Equalising the tax rates offers many advantages by providing a strong incentive for manufacturers to cut costs, resulting in increased affordability and a higher rate of EV adoption. The high recurring expenses associated with replacing batteries every 3-4 years in most light EVs often discourage potential buyers from making the switch to electric vehicles. These frequent battery replacements substantially inflate the total ownership costs, sometimes overshadowing the potential savings stemming from reduced fuel consumption and maintenance. Thus, to expedite widespread EV adoption, it becomes paramount to swiftly implement targeted cost-reduction strategies.

How GST reduction on batteries can foster innovation 

Additionally, a reduction in GST rates on batteries can have a significant impact on fostering innovation among domestic OEMs. This move would alleviate working capital challenges for early-to-mid-stage EV startups, who currently face the predicament of acquiring batteries at an 18% GST rate while selling them as part of an EV at a reduced 5% GST rate. Lowering the GST rate will lead to greater innovation for India, as it will promote a product-focused approach, rather than a price-focused one.

A reduced GST would also provide a significant boost to the burgeoning battery-swapping industry in India. Battery swapping has garnered popularity among two and three-wheeler users, delivery fleets, and gig workers seeking efficient and cost-effective alternatives to battery ownership, maintenance, and replacement. However, the higher GST on standalone EV batteries serves as a roadblock to the expansion of battery-swapping infrastructure in the country.

In April 2022, the rationalisation of GST rates was proposed as part of NITI Aayog’s Draft Battery Swapping Policy. Discussions ensued among policy and industry bodies regarding lowering the tax rates on lithium-ion batteries for electric vehicle use. However, in October 2023, the GST Council rejected a blanket reduction of GST rates on all lithium-ion batteries, due to their widespread use in cellphones, power tools, digital cameras, small and large appliances, tablets, and storage systems.

One effective strategy to address this concern is the targeted reduction of GST rates exclusively for lithium-ion batteries utilised in EVs. A great example of this strategy comes from the Ministry of Petroleum and Natural Gas, which lowered the GST rate on ethanol used for blending with petrol to 5% while maintaining the 18% rate on ethanol used for other purposes. This precise and strategic approach has the potential to invigorate the EV sector without affecting other product categories reliant on lithium-ion batteries.

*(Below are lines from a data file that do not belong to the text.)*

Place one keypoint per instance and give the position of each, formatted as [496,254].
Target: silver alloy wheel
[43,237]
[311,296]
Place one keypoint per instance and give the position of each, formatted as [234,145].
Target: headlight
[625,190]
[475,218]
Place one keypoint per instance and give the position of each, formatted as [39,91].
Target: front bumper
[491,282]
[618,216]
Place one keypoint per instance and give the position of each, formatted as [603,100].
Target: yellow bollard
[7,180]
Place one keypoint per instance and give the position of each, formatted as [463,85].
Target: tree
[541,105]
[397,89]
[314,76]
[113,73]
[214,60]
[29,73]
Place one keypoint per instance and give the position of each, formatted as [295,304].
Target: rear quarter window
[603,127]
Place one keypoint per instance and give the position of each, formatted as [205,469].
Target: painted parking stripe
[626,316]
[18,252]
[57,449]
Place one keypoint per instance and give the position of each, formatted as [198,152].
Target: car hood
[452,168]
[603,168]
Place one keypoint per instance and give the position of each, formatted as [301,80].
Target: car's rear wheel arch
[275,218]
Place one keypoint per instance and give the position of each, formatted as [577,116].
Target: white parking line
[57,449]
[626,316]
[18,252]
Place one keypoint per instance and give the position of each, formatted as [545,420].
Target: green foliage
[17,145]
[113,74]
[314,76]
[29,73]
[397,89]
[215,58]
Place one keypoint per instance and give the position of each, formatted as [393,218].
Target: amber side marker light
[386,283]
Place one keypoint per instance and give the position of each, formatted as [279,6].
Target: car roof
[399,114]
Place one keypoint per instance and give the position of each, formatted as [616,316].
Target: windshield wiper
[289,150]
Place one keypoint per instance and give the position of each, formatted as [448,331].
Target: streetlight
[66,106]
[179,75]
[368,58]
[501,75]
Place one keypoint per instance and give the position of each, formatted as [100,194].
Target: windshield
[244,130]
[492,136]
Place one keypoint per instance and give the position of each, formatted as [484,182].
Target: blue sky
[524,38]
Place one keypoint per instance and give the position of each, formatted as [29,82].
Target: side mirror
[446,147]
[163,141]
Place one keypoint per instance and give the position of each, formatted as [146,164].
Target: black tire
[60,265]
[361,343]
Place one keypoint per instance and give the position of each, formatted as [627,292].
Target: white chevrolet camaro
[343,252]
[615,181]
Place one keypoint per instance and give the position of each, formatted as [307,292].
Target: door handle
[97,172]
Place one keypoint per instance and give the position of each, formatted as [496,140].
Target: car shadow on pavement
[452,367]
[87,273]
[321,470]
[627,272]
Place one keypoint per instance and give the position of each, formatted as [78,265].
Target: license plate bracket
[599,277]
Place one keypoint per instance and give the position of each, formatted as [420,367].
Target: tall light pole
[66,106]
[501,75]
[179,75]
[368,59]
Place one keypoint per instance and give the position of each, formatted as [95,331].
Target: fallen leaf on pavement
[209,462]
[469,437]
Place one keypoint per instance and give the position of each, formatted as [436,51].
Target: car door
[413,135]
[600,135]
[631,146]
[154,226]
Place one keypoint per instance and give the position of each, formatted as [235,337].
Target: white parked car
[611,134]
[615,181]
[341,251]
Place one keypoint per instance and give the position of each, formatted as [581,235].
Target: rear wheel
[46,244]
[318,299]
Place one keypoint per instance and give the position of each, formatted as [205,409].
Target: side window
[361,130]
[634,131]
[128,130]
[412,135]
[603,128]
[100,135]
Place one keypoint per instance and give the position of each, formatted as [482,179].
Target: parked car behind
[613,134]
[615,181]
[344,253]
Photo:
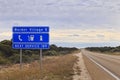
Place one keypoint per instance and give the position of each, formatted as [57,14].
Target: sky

Reducing the GST rate would not only spur the adoption of electric mobility but also increase acceptance of lithium-ion batteries (over their lead-acid counterparts), enabling the Indian EV industry to effectively compete on the global stage. Incentivising manufacturers with lower rates will promote domestic battery production – a crucial element in realising India's ambitious net-zero emission targets. FY23’s substantial import expenditure of over Rs 23,171 crore for lithium-ion serves as a compelling reminder of the immense opportunity to leverage this sector, thereby aligning with the overarching vision of the Make in India initiative.

Pulkit Khurana is the co-founder of Battery Smart. Views expressed are those of the author.